Published: 21 October 2023 Publication History

Abstract

Warehouse-distribution integration has been adopted by many e-commerce retailers (e.g., Amazon, TAOBAO, and JD) as an efficient business mode. In warehouse-distribution integration e-commerce, one of the most important problems is to estimate the full-link delivery time for better decision-making.
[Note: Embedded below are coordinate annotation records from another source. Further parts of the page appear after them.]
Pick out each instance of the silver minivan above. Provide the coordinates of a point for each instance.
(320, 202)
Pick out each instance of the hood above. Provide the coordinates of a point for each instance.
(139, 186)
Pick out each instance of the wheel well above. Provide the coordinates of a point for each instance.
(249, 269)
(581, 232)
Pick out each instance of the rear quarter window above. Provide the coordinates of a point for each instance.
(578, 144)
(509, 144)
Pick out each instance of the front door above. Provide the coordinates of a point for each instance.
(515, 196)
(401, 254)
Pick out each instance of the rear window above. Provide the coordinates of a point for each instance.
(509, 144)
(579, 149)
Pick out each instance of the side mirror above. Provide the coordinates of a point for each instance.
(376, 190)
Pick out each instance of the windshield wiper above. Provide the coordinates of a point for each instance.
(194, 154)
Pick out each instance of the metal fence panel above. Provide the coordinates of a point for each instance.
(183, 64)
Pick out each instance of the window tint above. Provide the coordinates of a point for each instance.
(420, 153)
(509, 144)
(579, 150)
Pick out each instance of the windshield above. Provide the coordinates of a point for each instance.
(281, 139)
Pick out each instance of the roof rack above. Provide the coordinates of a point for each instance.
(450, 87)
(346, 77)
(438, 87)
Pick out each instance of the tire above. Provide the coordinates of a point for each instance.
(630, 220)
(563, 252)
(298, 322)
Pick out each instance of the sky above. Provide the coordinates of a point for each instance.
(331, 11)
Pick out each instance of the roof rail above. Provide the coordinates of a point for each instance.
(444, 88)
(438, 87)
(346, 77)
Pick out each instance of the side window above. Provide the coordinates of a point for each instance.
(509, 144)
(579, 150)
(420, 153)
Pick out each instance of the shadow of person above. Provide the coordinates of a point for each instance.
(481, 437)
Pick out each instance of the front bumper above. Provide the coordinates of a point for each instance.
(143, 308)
Existing solutions for traditional warehouse-distribution separation mode are challenging to address this problem due to two unique features in the integration mode including (i) contextual influence caused by neighbor units in heterogeneous delivery networks, (ii) uncertain delivery time caused by the dynamic temporal data (e.g., online sales volume) and heterogeneity of delivery units. To incorporate these new factors, we propose Heterogeneous Spatial-Temporal Graph Transformer (HST-GT), a novel full-link delivery time estimation method under the warehouse-distribution integration mode, where we (i) develop heterogeneous graph transformers to capture hierarchical heterogeneous information; and (ii) design a set of spatial-temporal transformers based on heterogeneous features to fully exploit the correlation of spatial and temporal information. We extensively evaluate our method based on one-month real-world data consisting of hundreds of warehouses and sorting centers, and millions of historical orders collected from one of the largest e-commerce retailers in the world. Experimental results demonstrate that our method outperforms state-of-the-art baselines in various metrics.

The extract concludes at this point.